Boy-band creator Pearlman apprehended in Bali
June 16th, 2007

The music ran out on Thursday for onetime boy-band impresario Lou Pearlman.
After spending months overseas avoiding charges that his Florida-based company ran an elaborate Ponzi scheme, Pearlman was apprehended by Indonesian officials at a hotel in Bali and turned over to the FBI. He was taken to Guam and charged with bank fraud.
The U.S. Attorney’s Office in Tampa said in a criminal complaint filed March 2 and unsealed on Thursday that $100 million owed to investors was missing at his Trans Continental Airlines.
“We expect that he will be returned to Florida,” said Steve Cole, a spokesman for the U.S. Attorney’s Office in Tampa.
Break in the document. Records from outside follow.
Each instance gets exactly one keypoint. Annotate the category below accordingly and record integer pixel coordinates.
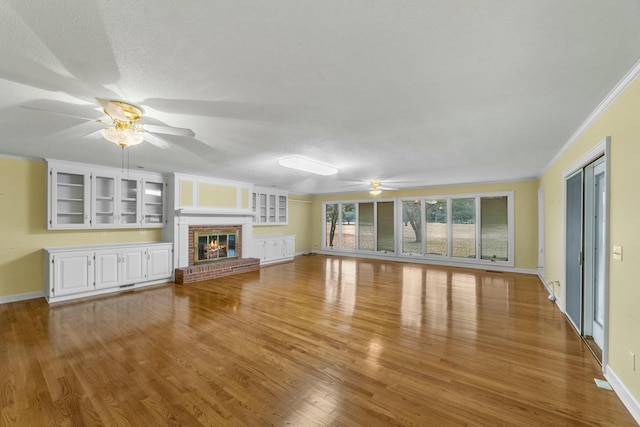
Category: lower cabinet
(274, 248)
(92, 270)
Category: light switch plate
(617, 252)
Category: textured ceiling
(413, 93)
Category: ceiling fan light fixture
(375, 188)
(122, 137)
(306, 165)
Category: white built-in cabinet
(75, 272)
(274, 248)
(85, 196)
(269, 206)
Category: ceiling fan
(124, 124)
(125, 130)
(376, 188)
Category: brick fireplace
(190, 222)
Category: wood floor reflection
(320, 341)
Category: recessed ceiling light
(306, 165)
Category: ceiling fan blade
(167, 130)
(156, 141)
(113, 110)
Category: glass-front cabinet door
(69, 201)
(153, 203)
(129, 202)
(103, 205)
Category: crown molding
(628, 78)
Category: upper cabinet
(69, 198)
(269, 206)
(84, 196)
(153, 202)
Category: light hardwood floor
(320, 341)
The Justice Department likely will be first in line to take on the man who created the Backstreet Boys and ‘N Sync and for a time was seen as one of the most powerful people in the music business.
Florida state officials and others have alleged that Pearlman misappropriated about $317 million from more than 1,800 individual investors and an additional $150 million from banks.
“This is a major league alleged fraud criminal prosecution,” says Roma Theus II, who chairs the Defense Research Institute’s corporate integrity and white-collar crime committee.
“Mr. Pearlman can anticipate that he will probably not be released on bond, in that he has been a fugitive from justice, and that he will remain incarcerated unless a jury comes back and acquits him,” Theus adds.
Pearlman got investors to put money into what he is accused of promoting as a secure, interest-bearing savings fund. But he didn’t reinvest their cash in profit-making ventures, the Florida Office of Financial Regulation said in a circuit court filing early this year.
It also charged that investors received quarterly reports from an accounting firm that was “actually the location of an answering service whose services were paid for in part” by Trans Continental Airlines “to receive, transfer and conceal investor funds.”
The Florida officials were unable to reach Pearlman after he left the country in January, two months after one of his oldest friends and partners committed suicide and as state and federal officials swarmed in on what could be one of Florida’s biggest fraud cases.
A state circuit court in February put Pearlman’s odd collection of entertainment and travel companies into the hands of a receiver, who’s looking for assets to use to repay investors and creditors.